The role of technology in education has become increasingly vital, bridging the accessibility gap and fostering inclusivity for students with diverse needs. NevadaTeach, a shared program that has the support of the College of Education and Human Development, College of Science, College of Agriculture, Biotechnology, and Natural Resources, and School of Public Health, recognizes this trend and has taken proactive steps to equip aspiring STEM educators with the necessary skills for technology integration in the classroom.
Beginning as early as the first semester in the NevadaTeach program, students are exposed to both high and low-tech technologies, catering to the diverse learning environments within the program and partnering school districts.
The program introduces various technologies to students, including simulations and games that reinforce learning objectives, promote problem-solving skills, and motivate students to achieve their goals. Collaborative tools are also emphasized, fostering teamwork and enabling students to collaborate on projects, share ideas and receive feedback.
"These technologies are deliberately integrated to involve complex concepts and skills to improve students' achievement and attainment of the content being learned. It enables our preservice teachers to make informed decisions and monitor student progress effectively to provide targeted interventions and personalized support to learners," NevadaTeach Master Teacher and Director of the Raggio Center for Advancement in (STEM)2, Mandi Collins said.
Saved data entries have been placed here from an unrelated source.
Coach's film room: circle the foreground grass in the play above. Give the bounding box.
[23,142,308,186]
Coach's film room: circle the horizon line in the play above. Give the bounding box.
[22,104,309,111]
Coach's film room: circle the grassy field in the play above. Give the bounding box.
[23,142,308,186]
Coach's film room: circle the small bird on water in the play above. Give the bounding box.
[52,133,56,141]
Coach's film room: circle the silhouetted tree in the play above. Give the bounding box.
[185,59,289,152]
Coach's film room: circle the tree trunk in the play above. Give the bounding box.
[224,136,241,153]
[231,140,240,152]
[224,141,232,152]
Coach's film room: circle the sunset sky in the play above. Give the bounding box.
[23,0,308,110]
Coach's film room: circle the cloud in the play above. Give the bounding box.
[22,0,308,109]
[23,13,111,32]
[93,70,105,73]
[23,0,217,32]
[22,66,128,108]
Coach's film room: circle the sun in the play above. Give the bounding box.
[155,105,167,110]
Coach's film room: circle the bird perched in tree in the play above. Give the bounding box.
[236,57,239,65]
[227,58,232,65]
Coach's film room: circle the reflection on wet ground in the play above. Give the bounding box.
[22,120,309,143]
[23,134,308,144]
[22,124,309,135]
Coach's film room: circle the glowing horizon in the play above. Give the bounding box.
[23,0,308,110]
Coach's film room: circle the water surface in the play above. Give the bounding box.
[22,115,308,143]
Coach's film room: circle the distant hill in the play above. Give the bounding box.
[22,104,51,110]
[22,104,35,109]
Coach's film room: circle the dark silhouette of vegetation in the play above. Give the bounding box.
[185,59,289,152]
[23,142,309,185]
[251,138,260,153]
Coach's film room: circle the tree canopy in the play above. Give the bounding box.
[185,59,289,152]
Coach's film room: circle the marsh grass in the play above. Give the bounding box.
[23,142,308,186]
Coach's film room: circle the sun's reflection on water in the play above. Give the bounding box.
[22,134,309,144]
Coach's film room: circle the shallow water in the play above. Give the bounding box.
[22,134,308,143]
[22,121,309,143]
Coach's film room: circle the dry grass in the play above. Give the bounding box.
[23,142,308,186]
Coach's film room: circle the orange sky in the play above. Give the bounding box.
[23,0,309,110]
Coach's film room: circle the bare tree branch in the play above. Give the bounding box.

Technology plays a critical role in meeting the learning needs of each student by providing personalized, flexible, engaging, accessible, data-driven, collaborative and lifelong learning experiences.
"In the classroom, I am able to increase their digital fluency by incorporating more of the technology into my classroom teaching."
Collins also talked about the multitude of benefits of using technology in the classroom, "technology enables personalized and adaptive learning experiences that can be tailored to each student's unique needs, abilities and interests. Technology also has the potential to increase student engagement by providing interactive and immersive learning experiences which can enhance student motivation and interest in learning."
AJ Wolfe with the Digital Wolf Pack Initiative also stressed the importance of teaching students best practices for online safety "as reliance on technology increases, educating students about responsible technology use, online safety and digital citizenship becomes crucial."
Looking ahead to the next decade, technology is poised to continue playing a pivotal role in education. The pandemic highlighted the benefits of blended learning. Teachers will need to thoughtfully integrate technology into their classrooms, considering pedagogical principles, equity, and the specific needs of students.
To support preservice teachers, the College of Education and Human Development is renovating a classroom space designed to engage faculty, education majors and stakeholders in utilizing technology-rich practices to advance teaching, learning, research and service. This classroom serves as a hub for integrating 21st-century technologies and will prepare education majors for future classrooms.
While the initial phase of the classroom renovation is complete, additional funding is required to further enhance accessibility and collaboration.
"The classroom space will provide a vital role in promoting lifelong learning and professional development for our faculty, students and in-service educators,” Donald Easton-Brooks, Ph.D., Dean of the College of Education and Human Development, said. “The design principles will not only accommodate the needs of today's classrooms but will be adaptive for the classrooms of tomorrow by fostering a space that is multimodal and technology-rich. The classroom will be a space for professional learning to both occur and be produced."
The work being done by NevadaTeach and its preservice teachers is geared toward benefiting the next generation of learners. NevadaTeach's commitment to integrating technology in education prepares educators to meet the evolving needs of students and equips them with the necessary tools for success in the modern classroom. By embracing technology, future educators will be well-positioned to create inclusive, engaging, and effective learning environments for the next generation of learners.
NevadaTeach is a dual-degree program for undergraduate STEM majors at the University. Students with math or science majors can add a degree in secondary education and graduate in four years. NevadaTeach is for students interested in teaching secondary math or science and anyone interested in adding an extra career option to their STEM degree.